Sorry, Mike, I know this doesn't help much on a tour that has already been posted, the only solution there is photo replacement. But on future projects, try the following:

1. Set in camera sharpening to normal. Turn off auto sharpening. This is the best starting point.

2. In Lightroom, when exporting photos, set sharpening for screen, amount standard or low, or even off if needed. Same in your panos, control your sharpening.

3. Test! Upload samples at varying degrees of sharpening, use Ken Burns effects to see what works best, and make notes, save as presets or actions in Lr and Ps.

4. Educate your clients on the process. Explain that when viewed in a small window, flat panel monitors will tend to show the vertical moire (pronounced more-ray), look at it in a medium or larger screen. 

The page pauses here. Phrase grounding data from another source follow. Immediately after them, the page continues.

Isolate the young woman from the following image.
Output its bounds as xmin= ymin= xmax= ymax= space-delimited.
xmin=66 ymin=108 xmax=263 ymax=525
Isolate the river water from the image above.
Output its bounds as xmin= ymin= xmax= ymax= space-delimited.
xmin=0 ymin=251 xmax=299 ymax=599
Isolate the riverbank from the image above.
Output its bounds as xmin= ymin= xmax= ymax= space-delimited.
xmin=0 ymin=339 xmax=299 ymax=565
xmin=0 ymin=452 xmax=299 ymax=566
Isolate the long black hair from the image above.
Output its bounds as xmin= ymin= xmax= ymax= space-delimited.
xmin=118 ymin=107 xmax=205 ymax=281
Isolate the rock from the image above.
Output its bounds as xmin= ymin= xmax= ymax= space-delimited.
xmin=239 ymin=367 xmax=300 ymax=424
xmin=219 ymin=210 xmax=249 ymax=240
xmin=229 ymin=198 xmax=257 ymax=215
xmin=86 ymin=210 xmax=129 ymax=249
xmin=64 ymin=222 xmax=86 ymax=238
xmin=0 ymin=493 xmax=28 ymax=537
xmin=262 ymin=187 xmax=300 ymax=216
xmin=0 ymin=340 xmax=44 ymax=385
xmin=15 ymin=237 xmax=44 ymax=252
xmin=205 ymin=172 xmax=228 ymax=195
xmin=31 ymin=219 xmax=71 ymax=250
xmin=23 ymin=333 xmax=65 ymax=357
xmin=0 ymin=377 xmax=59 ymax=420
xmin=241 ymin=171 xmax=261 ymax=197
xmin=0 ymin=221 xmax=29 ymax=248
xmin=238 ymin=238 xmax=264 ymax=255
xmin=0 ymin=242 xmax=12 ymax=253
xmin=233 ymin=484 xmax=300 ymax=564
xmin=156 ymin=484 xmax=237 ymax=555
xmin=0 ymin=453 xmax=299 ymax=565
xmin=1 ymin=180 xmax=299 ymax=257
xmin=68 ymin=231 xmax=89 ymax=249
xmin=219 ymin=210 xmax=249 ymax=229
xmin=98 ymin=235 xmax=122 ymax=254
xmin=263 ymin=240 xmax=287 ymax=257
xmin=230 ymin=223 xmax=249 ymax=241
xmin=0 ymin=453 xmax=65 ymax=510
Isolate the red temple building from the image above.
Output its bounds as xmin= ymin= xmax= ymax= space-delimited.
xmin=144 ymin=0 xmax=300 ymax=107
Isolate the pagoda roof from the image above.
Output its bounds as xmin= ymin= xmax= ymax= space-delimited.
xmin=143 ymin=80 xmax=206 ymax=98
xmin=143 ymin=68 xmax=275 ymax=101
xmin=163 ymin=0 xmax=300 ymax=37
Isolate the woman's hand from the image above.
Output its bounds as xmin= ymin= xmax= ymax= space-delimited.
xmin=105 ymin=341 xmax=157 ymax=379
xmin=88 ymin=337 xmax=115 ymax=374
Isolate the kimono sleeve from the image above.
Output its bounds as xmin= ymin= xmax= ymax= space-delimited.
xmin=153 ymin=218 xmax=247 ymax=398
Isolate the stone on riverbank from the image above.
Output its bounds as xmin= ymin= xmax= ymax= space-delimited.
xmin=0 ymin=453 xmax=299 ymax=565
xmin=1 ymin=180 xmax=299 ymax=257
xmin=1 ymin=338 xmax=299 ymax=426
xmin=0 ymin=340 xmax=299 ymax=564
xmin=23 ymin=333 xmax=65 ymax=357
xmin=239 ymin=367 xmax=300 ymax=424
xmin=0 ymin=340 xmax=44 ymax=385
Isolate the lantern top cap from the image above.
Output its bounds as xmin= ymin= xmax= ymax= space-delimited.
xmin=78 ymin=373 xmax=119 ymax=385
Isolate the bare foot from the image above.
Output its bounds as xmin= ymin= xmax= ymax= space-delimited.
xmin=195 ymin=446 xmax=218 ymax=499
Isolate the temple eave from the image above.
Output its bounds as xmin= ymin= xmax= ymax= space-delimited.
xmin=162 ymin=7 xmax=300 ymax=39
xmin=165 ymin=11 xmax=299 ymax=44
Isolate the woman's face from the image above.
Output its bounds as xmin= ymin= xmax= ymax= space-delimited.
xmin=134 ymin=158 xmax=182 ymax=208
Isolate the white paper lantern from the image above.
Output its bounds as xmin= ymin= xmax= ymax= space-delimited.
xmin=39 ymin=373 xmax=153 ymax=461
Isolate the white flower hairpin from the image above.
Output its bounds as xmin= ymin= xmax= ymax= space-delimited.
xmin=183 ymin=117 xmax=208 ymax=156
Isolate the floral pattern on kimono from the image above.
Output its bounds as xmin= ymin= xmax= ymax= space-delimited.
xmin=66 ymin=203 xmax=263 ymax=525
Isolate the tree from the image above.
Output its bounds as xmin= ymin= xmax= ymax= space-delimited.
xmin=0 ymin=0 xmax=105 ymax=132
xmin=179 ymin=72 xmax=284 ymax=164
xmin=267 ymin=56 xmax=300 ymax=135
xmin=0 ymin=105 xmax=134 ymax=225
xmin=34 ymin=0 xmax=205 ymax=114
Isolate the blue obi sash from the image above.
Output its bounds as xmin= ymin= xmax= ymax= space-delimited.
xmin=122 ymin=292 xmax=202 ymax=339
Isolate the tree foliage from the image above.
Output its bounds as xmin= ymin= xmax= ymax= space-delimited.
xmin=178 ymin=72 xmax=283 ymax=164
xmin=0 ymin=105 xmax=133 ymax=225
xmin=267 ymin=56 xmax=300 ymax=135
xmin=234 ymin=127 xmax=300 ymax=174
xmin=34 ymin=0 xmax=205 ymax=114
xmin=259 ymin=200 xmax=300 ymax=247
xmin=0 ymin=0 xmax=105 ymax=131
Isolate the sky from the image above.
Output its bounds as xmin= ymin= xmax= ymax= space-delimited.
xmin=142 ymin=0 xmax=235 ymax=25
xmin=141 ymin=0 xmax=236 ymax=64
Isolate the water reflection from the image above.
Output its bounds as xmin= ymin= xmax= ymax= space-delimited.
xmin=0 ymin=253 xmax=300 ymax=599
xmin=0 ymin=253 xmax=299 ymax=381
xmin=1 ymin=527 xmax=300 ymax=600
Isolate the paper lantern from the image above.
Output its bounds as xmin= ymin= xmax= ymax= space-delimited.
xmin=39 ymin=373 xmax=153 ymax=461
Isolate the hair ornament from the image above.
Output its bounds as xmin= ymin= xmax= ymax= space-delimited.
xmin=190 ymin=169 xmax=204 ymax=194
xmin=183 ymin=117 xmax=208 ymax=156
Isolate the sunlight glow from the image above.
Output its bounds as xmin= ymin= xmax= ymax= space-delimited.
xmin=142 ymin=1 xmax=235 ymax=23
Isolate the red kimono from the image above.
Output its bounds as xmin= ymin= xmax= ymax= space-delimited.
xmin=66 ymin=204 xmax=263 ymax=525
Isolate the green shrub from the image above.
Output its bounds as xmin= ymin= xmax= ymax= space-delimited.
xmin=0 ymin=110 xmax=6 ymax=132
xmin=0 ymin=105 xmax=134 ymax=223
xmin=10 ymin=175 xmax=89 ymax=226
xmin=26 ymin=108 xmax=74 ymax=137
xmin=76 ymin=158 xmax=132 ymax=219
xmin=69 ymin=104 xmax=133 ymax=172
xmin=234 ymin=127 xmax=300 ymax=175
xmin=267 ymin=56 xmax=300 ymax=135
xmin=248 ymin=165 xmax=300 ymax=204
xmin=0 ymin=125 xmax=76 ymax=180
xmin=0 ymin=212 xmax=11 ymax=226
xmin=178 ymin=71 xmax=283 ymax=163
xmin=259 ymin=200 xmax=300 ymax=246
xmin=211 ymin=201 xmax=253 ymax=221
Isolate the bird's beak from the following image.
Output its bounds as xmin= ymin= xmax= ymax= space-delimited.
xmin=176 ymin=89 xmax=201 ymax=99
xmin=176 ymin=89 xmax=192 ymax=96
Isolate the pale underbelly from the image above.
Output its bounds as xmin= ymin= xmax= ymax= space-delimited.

Razor sharp images are nice, but when put in motion in panos or with light zoom effects, will moire on any platform. It's the sharpness of the monitor's pixel arrays that is the main problem. Less sharpness looks just as good when the threshold is found that greatly reduces the moire. 

 

Cheers,

Chris

Chris is right in general; this is an inherent problem in displaying slightly-moving images with high acutance.

 

We have a few tricks to reduce this problem, but they have quality trade-offs. Blurring is one such example. We also resize images to the actual size they're being shown at which also helps, but presently we do this only with still images and not panos.


We are working on brining that technology to the panos as well.